Japan is the third biggest economy in the world and is a nation packed with sophistication and scale. Excellent public infrastructure, a well-educated workforce, a standard of life-long corporate training and more make Japan a pleasant and efficient place to work. And it also makes Japan an obviously efficient and safe country in which to invest.
Choosing to invest in Japanese stocks is putting money behind strong companies with enormous potential. These businesses have access to the best technology and will succeed with developments that aren’t necessarily linked to domestic consumer demand.

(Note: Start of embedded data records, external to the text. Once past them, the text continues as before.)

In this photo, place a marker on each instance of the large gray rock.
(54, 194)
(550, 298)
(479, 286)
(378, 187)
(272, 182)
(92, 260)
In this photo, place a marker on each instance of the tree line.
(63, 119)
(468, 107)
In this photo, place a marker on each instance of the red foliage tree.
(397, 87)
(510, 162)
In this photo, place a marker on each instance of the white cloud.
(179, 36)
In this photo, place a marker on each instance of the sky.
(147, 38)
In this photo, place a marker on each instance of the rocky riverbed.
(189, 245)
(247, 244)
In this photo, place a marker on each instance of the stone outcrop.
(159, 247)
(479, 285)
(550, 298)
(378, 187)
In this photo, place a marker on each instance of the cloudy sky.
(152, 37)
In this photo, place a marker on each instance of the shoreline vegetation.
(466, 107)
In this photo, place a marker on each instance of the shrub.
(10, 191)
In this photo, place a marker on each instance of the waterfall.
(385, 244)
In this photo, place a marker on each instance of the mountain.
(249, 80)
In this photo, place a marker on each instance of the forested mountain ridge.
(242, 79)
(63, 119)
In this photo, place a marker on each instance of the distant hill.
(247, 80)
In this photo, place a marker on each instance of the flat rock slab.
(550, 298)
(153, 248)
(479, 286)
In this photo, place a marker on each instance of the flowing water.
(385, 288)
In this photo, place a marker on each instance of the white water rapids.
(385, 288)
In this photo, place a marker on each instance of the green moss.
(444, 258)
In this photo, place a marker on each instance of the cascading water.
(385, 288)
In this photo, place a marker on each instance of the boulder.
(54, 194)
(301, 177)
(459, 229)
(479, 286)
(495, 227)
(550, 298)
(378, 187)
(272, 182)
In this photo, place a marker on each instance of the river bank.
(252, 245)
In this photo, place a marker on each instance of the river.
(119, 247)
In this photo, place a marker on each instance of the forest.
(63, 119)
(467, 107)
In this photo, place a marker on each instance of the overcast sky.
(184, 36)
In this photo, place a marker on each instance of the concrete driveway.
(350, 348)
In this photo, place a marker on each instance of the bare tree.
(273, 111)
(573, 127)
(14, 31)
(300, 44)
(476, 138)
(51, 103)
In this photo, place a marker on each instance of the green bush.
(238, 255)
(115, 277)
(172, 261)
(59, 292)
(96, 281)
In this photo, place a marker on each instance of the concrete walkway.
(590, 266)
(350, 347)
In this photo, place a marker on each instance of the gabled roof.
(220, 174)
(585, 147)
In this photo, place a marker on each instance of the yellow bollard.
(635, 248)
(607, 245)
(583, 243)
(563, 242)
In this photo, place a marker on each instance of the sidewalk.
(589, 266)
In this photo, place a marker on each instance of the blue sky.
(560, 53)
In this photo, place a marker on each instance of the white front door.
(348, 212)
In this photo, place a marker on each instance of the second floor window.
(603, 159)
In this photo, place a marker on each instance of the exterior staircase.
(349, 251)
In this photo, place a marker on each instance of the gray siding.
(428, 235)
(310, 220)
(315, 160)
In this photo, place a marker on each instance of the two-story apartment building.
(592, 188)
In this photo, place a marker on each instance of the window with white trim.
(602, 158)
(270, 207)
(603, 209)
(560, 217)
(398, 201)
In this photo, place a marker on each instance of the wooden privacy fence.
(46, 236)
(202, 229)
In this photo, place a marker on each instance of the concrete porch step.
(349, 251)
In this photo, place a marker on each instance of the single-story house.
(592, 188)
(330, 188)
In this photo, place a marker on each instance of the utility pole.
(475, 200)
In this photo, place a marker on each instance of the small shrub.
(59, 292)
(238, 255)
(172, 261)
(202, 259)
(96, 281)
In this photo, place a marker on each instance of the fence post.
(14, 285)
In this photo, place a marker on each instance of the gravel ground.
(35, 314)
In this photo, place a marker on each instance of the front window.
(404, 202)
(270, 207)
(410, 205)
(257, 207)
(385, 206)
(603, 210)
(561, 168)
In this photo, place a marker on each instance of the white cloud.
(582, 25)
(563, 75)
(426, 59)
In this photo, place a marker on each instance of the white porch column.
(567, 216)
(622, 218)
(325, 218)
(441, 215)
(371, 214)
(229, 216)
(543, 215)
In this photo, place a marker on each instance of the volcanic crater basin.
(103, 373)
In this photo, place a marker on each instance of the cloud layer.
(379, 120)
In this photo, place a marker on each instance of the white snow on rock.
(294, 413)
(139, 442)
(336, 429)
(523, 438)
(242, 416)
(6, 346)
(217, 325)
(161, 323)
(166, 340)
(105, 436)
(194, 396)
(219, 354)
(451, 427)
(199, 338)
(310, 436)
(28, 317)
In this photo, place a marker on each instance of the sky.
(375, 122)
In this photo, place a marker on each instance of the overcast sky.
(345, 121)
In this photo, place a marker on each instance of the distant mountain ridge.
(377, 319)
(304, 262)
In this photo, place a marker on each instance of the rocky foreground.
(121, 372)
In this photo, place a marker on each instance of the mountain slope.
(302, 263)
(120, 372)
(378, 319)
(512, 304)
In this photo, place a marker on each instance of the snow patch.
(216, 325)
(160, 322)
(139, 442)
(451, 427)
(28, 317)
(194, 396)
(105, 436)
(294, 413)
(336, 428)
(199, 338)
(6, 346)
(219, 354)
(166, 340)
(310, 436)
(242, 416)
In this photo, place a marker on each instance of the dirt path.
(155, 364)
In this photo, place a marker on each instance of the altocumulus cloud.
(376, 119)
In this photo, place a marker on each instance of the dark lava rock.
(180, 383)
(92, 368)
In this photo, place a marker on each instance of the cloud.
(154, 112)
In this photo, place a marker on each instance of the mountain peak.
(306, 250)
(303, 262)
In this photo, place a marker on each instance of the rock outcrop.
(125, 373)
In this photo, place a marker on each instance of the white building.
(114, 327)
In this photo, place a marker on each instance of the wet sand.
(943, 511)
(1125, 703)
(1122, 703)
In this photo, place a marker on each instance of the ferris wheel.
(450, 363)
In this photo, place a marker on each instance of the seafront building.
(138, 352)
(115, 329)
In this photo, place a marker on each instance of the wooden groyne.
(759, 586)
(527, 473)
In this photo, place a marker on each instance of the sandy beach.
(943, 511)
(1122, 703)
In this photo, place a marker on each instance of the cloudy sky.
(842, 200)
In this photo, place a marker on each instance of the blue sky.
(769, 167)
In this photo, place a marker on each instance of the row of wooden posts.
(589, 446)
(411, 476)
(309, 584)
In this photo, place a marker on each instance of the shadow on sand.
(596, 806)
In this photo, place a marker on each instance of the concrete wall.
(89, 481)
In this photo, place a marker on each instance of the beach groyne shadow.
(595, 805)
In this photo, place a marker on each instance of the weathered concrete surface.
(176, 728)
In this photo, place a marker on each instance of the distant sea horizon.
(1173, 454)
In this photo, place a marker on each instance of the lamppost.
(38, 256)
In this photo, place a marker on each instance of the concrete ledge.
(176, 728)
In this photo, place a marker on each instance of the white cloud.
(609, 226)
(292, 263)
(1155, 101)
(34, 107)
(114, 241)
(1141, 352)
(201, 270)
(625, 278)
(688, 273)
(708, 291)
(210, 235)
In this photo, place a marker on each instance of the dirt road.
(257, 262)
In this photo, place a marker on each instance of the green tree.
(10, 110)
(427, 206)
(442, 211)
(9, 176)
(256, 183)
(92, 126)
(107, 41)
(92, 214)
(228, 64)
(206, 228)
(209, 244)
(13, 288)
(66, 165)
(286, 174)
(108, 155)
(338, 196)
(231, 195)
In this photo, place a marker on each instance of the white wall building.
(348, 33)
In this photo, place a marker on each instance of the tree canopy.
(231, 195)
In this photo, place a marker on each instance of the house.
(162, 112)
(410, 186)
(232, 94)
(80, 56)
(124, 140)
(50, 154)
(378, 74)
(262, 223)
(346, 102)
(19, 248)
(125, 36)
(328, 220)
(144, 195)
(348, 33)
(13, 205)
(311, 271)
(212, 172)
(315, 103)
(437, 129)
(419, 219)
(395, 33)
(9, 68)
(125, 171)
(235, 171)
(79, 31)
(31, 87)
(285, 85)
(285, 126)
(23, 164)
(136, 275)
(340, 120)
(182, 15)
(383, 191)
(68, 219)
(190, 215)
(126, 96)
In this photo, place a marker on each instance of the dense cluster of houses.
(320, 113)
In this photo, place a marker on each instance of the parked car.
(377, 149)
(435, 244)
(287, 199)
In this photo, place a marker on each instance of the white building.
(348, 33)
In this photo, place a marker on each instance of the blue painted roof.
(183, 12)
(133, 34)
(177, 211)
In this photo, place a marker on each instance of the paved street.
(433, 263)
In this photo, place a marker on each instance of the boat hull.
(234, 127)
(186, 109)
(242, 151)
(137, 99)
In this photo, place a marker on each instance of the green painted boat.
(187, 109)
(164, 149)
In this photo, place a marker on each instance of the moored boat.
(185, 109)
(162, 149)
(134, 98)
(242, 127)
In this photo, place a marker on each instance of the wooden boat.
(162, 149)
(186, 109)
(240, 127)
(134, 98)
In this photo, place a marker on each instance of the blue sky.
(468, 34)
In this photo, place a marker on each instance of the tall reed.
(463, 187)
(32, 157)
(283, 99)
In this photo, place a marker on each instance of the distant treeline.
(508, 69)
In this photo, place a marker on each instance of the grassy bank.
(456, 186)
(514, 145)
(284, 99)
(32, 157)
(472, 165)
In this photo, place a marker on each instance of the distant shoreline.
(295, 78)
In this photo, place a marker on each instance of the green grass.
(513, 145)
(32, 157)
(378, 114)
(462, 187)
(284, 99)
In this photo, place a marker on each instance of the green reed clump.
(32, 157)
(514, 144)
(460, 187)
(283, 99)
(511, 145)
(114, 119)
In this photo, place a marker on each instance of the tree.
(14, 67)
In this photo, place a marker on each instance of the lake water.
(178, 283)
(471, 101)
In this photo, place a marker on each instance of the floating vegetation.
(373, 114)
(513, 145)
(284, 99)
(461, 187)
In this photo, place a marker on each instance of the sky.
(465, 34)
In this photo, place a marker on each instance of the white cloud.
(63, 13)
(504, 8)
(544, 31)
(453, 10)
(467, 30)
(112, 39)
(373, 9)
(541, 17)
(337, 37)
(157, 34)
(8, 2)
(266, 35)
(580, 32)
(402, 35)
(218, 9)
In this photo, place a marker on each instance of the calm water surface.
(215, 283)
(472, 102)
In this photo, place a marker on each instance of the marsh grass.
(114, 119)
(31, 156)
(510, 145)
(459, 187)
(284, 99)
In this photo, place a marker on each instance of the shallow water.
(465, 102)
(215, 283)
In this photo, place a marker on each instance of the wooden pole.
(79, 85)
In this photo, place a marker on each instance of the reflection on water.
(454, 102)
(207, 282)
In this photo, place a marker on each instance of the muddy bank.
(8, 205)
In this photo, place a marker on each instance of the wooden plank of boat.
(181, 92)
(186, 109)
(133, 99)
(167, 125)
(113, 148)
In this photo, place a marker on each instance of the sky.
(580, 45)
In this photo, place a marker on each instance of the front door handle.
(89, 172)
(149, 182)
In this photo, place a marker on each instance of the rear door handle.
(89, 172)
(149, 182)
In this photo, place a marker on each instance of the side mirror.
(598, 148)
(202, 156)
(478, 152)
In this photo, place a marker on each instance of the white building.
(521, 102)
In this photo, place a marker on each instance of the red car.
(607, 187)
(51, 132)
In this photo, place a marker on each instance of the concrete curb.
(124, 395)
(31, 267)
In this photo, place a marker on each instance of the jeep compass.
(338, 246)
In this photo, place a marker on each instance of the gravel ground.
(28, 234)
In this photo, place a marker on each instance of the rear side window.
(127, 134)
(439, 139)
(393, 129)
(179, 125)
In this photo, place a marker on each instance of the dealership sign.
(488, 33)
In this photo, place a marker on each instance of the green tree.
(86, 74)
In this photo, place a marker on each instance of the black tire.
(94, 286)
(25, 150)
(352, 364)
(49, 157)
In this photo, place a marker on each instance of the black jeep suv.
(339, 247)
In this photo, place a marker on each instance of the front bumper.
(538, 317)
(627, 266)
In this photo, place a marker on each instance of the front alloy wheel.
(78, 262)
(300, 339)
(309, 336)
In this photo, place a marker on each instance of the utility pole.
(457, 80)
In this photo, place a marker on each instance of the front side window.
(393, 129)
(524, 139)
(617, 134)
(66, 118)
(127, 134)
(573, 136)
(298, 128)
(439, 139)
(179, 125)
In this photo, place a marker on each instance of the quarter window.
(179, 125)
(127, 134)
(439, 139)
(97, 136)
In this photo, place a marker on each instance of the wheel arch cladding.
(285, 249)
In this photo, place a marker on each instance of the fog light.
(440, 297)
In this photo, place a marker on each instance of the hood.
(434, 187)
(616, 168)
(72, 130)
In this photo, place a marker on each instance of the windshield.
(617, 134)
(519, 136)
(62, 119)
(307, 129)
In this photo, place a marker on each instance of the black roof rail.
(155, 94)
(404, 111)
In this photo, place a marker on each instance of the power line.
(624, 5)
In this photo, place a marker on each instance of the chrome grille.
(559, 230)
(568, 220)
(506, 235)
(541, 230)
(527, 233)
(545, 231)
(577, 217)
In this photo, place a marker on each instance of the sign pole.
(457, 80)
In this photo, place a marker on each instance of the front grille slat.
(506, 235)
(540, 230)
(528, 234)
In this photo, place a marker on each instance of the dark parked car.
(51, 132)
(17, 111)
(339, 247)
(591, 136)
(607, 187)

There is a widely implemented drive to digitise Japan too, and there are still many tech leaders based there. These include electric vehicle pioneers Nidec, sensors specialists Keyence and robotics manufacturer and developer Fanuc. Along with these vast tech manufacturers, there are many consumer-orientated brands and companies based in Japan. In Asia, quality brands such as Shiseido (cosmetics) and Rakuten (Japan’s equivalent of Amazon) are thriving.
Ecommerce and digitisation offer major investor opportunities
While Japanese banks are still only in the early stages of ditching the traditional reliance on paperwork, there are still major opportunities in this space. The Internet is still under-developed and under-utilised in Japan, but COVID-19 is pushing digitisation ahead much faster than it would have done.
The Internet has been held back by legislation, regulations and a reluctance to lose the old ways. However, since COVID-19 arrived, endless companies and consumers are making the change. They’re buying online, doing business online and changing from cash to contactless.
Despite these recent advances, ecommerce in Japan is far behind the sector in China, the US and the majority of Europe. And while Japan playing catch-up isn’t the best for the people who live there, for Internet investors it’s an amazing opportunity. Using the models of other countries, investors know how this is going to go.
All kinds of Fintech start-ups are on offer for investors who want to buy shares. These growth stocks include medical diagnostics companies like M3 and cashless payment providers such as GMO. So, while many investors tend to automatically think of the big-name Japanese companies such as Sony, this isn’t where the big opportunities are. Instead, companies lower down the scale that are funding smaller businesses to digitise and provide services for consumers provide investment opportunities. Let’s not forget that in most other developed countries, much of the digital transformation’s investment gains have already been made.